Stayton’s gas tax was estimated to raise $165,000 each year. Stayton also estimates it receives $500,000 per year from the state derived from its gas taxes.

Gas tax revenue in Oregon has increased significantly in the past decade as the state gas tax has increased from 24 cents per gallon in 2009 and will continue to increase to 40 cents in 2024.

The increases are due to fuels tax increases in conjunction with the 2009 Jobs and Transportation Act (6 cents) and the 2017 Keep Oregon Moving Bill (10 cents in four increases through 2024), and those funds are earmarked for specific projects.

ODOT and local entities also receive some funding from federal gas taxes.

By Oregon relying on revenue streams other than gas tax such as registration fees, it isn’t in as dire of straits as other states with the recent decrease in gas tax revenue.

“Actually, that’s one of the reasons why our projects aren’t going to be as impacted as they could be,” Brouwer said.

People stopped driving

No event in history has precipitated such a rapid decline in driving as the COVID-19 pandemic.

During the worst of the Great Recession in 2008, the largest drop in gasoline purchases was 7% in a quarter, according to ODOT, and there were fall-offs during gas rationing in the 1970s and during World War II.

According to data compiled by traffic analytics company INRIX, traffic had its most significant month-to-month drop off in years in conjunction with the COVID-19 pandemic.

In the United States, there were more than 1.6 million trips by passenger cars on March 8, which dropped to about 700,000 trips as of April 12 as many states enacted stay-home orders. There were about 1.2 million trips on May 23, but that is still far short of the rate in previous years.

Vehicle counts across Oregon dropped about 50% in the early weeks of Gov. Kate Brown’s executive order, according to an April report by the Oregon Department of Transportation.

Though some restrictions have been eased as businesses return to operation, drivers have not returned to Oregon’s roads at the same level as before; people in the state are driving 21% less than usual, according to data from INRIX.

The American Association of State Highway and Transportation Officials estimated gas tax revenue will decline 30% nationwide and has asked Congress to appropriate $50 billion to compensate for lost state revenues.

Uncertainty of when drivers go back to normal

State agencies were told in May to plan on budget cuts of 17% by Brown, but ODOT is classified a non-general fund agency, which means its department gets its revenue from sources outside the general fund.

Of ODOT’s total budget of over $5 billion, the $125 million reduction doesn’t seem like a lot.

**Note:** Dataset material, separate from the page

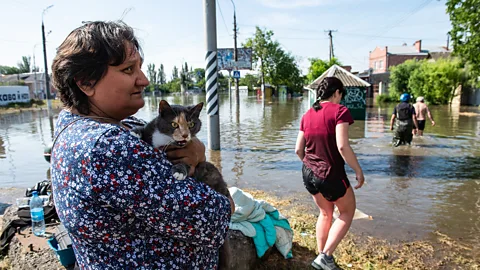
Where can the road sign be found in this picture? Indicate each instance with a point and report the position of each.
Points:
(236, 74)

“It’s reasonably modest in comparison to other parts of the state budget,” Brouwer said.

The lost gas tax revenue could hurt smaller governments harder, where those revenues can make up a larger portion of their budget and some have hundreds of miles of roads to maintain.

The latest numbers Marion County received from ODOT say it will see a decrease of about $2.6 million in gas tax revenue over the next 12 months due to the decrease in gas sales.

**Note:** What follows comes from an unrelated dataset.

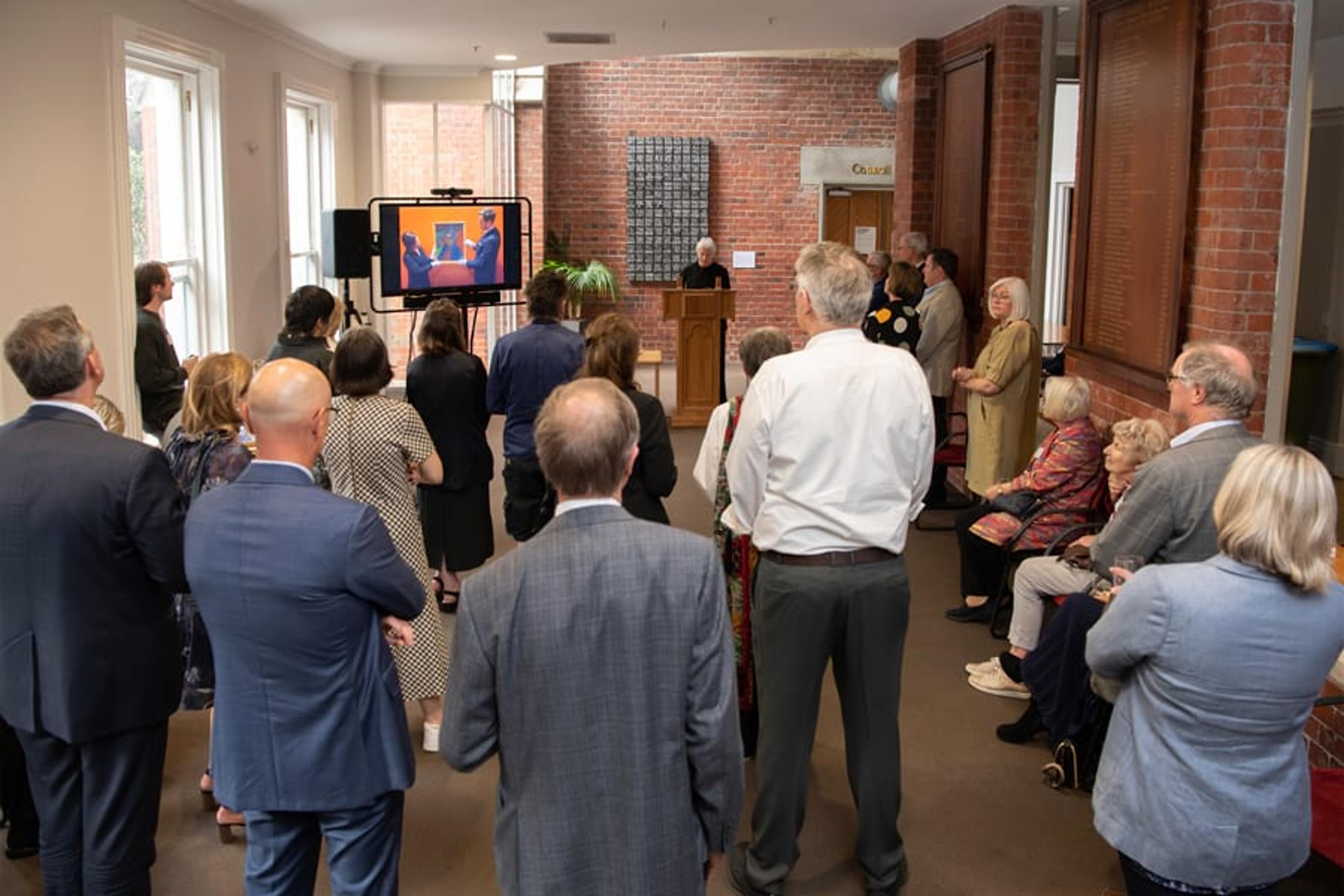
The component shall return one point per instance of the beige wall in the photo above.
(58, 168)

Marion County Public Works Director Brian Nicholas said the county is balancing its transportation budget by deferring some equipment purchases, downsizing some projects, putting off other projects and using some of the contingency funds it has.

“For Marion County, the decreased revenue isn’t going to translate into a noticeable decrease in service on the roads,” Nicholas said.

Silverton finance director Kathleen Zaragoza said the city received $624,603 of a budgeted $640,000 from state gas tax revenues as of May and $71,718 of a budgeted $95,000 from the local fuels tax and has revised the local revenue down by over $10,000.

The uncertainty of when people will resume driving and creating gas tax revenue as much as they once did means future roads projects could be delayed for years.

“What are we going to see in three months, six months, a year? That’s kind of the uncertainty,” Campbell said. “Short term this is pretty devastating. What will be the long-term impacts in terms of consumers driving?”